Marathon running is not only physical, it’s mental. How do you deal with the hard workouts? How will you make it through the dreaded wall? It’s about motivation. Why am I running the marathon? How willing am I to go through the pain to succeed? I run because I love to run. I marathon because I love the challenge. It pits me against myself. I remember running a race where everything was going wrong. Ironically, I was well-trained. I was having a horrible day. The marathon had one final long, steep hill. After that, it was a downhill run to the finish. I felt awful. I was exhausted and really just wanted to stop running. But, I told myself I would make it to the top. I looked over to the side. The race managers had put out signs to encourage the runners. “Only 1/4 to go.” Only. Really? What a stupid word! For some reason, that sign took my moxie out. I walked. Why? After I read the sign, my mind immediately chirped in, “I can’t run this hill for another 1/4 mile. I suck. This stinks.” And assorted four letter words. What could be different? “Hey! I already ran over half way up this hill. I can kick the last 1/4 mile!” “I may be tired but I’m strong.” Attitude. It’s not so much what we experience as it is how we describe it to ourselves. When we use negative words, it brings negative energy. It tears us down and leads to a drop in confidence. If we use positive words or descriptions, it builds confidence and brings positive energy. It’s challenging when we notice pain, fatigue, or discomfort. Dwelling on the discomfort, we become more aware of the discomfort. It becomes larger. If we find a way to describe the discomfort in a way that is positive or empowering, it lessens its importance to us. This is also part of mindfulness. “It’s ok that I’m tired. It means I’m challenging myself and improving.” “I can make it up this hill. I’m already half way there.” “I can do this for 3 more miles.” In the end, it’s our minds that will get us over the finish line. Our bodies follow.

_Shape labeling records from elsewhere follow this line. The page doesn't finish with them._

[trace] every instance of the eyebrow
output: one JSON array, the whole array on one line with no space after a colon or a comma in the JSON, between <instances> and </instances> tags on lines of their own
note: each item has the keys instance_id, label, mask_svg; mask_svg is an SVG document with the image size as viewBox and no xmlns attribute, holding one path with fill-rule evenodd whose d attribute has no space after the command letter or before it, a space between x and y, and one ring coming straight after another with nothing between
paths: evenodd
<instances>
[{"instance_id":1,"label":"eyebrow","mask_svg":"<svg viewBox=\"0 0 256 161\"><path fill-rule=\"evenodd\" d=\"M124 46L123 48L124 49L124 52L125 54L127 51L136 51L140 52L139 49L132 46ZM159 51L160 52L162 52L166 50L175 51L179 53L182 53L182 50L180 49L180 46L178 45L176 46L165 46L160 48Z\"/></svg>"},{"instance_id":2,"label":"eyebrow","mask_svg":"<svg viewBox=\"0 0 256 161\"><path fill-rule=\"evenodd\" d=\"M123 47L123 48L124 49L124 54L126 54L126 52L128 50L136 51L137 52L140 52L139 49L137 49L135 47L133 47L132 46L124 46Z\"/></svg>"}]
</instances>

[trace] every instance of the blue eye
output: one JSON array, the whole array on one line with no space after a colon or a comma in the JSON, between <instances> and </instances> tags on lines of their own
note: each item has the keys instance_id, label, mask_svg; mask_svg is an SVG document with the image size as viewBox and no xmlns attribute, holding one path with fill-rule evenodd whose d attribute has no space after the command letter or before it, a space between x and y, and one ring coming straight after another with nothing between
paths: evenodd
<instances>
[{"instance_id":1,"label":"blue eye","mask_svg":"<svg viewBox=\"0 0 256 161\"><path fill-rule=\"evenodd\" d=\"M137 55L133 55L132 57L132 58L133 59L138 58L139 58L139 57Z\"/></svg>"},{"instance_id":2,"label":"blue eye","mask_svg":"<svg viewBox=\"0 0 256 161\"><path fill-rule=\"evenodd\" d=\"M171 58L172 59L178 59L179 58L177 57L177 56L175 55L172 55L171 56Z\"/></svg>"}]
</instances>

Currently, I am training for a half marathon in July; Missoula MT. Those of you who have followed my blog know about my injury in a car accident. I suffered a traumatic brain injury. This will be my first long race after the accident. Training for this race has been a difficult undertaking. My body no longer has the same level of stamina. I’m also much more sensitive to light, sound, and motion. I have to carefully monitor my hydration and blood sugar. If I get out of balance, I will pay the price with a migraine. Yet, this “only half” marathon I am running is much more important to me than any of my other full marathon races. Running has been a part of my life since I was in fourth grade and won my first running ribbon. Completing this half will be a huge accomplishment. I am still a runner. I also want to use the race to raise awareness of Traumatic Brain Injury. The training has been brutal. In addition to the regular challenges of increasing stamina and distance, I also fight with the ongoing symptoms of TBI. It’s exhausting. But, every day I run is a victory! Keep movig forward! Good luck with your training. And great racing to you!